Qual o legado dos Panteras Negras?

Eles criaram um patrulhamento utilizando autodefesa armada para proteger a população negra. Foi revolucionário. Explicavam às pessoas seus direitos. Tínhamos um contexto educacional de total democracia do ensino superior. Todos os que se formavam no ensino médio tinham acesso à universidade, e os Panteras Negras se estabeleceram nas universidades. Talvez o legado mais importante tenha sido a criação de escolas para educação política.

Em 1968, os Panteras são declarados pelo FBI ameaça à segurança dos EUA. O que isto significou?

1968 marcou o início da criminalização e encarceramento em massa da população negra. Foram demonizados. Houve prisões, assassinatos de líderes, exílio. A perseguição foi tão forte que, a partir de 1968, os Panteras perdem força. Em 1981, são totalmente dissolvidos.

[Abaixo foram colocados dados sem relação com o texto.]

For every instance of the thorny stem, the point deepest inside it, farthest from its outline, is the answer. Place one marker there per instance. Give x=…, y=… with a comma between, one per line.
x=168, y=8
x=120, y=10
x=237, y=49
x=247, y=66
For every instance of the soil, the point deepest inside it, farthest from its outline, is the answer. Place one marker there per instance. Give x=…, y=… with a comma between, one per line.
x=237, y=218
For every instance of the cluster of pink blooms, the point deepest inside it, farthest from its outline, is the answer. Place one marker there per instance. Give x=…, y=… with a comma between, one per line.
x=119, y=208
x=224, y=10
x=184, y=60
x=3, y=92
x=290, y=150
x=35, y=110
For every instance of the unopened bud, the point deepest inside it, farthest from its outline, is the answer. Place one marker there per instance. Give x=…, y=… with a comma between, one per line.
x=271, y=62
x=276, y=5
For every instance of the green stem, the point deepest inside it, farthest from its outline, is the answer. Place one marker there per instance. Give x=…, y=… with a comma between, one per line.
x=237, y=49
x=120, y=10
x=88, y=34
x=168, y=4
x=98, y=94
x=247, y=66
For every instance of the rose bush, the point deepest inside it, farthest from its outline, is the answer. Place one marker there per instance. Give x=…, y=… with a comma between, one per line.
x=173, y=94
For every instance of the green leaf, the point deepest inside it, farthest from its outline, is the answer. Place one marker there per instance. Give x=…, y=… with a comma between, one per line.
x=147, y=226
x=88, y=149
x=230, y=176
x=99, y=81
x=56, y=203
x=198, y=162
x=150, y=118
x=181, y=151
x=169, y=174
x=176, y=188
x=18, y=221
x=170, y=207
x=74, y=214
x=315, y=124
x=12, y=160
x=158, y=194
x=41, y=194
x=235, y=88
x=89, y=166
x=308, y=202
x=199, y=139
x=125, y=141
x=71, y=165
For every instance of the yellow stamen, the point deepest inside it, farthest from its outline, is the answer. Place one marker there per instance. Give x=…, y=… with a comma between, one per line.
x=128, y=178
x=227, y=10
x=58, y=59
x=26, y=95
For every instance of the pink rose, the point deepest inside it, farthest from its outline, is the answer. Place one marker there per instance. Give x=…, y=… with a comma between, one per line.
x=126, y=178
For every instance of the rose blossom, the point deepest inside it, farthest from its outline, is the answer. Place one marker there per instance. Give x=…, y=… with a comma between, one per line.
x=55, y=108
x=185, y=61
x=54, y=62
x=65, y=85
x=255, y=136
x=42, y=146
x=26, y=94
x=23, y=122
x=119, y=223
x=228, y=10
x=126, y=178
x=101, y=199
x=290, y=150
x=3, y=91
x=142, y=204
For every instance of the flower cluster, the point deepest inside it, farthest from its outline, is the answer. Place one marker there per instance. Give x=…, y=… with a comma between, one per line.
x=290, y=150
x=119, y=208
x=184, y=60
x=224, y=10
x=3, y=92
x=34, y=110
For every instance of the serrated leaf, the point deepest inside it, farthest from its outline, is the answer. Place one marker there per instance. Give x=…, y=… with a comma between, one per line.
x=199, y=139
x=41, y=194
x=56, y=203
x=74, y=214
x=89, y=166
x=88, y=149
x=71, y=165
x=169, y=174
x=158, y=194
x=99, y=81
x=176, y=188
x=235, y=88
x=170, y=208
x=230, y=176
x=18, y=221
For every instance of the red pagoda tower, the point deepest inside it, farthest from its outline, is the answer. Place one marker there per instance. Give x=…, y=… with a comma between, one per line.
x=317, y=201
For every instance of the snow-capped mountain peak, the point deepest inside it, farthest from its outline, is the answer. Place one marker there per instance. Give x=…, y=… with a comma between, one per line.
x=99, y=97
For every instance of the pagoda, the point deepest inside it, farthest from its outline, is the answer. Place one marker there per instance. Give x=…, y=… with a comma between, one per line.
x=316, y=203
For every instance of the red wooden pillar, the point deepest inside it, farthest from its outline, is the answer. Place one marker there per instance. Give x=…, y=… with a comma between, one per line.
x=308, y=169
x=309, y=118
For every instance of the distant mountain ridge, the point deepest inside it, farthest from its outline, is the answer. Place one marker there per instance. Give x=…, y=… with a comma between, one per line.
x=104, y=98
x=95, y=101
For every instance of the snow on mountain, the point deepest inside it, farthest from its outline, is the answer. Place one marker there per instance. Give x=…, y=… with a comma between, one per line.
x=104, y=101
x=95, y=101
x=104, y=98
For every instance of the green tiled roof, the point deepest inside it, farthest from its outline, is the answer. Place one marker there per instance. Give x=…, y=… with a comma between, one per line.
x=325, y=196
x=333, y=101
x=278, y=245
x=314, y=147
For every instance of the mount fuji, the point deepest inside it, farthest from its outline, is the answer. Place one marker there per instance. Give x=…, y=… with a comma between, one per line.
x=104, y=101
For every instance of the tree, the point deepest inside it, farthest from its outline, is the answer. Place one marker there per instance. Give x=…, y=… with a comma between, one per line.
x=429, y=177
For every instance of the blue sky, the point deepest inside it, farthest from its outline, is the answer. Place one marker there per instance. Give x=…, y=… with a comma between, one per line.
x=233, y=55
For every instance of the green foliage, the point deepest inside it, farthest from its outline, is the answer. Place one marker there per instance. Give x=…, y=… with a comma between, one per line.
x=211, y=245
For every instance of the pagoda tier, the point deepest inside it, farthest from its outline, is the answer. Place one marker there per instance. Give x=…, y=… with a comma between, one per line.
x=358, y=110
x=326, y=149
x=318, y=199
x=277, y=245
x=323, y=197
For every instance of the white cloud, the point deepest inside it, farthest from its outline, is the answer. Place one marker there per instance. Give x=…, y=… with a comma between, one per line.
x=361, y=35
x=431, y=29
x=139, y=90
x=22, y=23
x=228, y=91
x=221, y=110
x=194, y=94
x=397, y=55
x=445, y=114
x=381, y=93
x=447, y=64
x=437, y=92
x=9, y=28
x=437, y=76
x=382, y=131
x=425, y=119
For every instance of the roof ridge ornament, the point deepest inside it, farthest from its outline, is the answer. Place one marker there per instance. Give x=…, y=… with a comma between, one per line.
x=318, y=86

Vê paralelo entre os EUA de 1968 e o que acontece hoje no Brasil?

Havia lá, como há aqui, luta por ampliação de direitos civis e resistência a essas lutas. Há paralelos atuais também. O nacionalismo de direita é fenômeno global. Trump construiu a expansão da política reacionária durante o governo Obama, quando a apatia desmobilizou as pessoas. Este nacionalismo de direita tem caráter diferente, um discurso nazista. Bolsonaro revigora a questão militarista, como Trump. Bolsonaro e Trump aparentemente têm alinhamento político, como na questão de Israel e no discurso contra a Venezuela.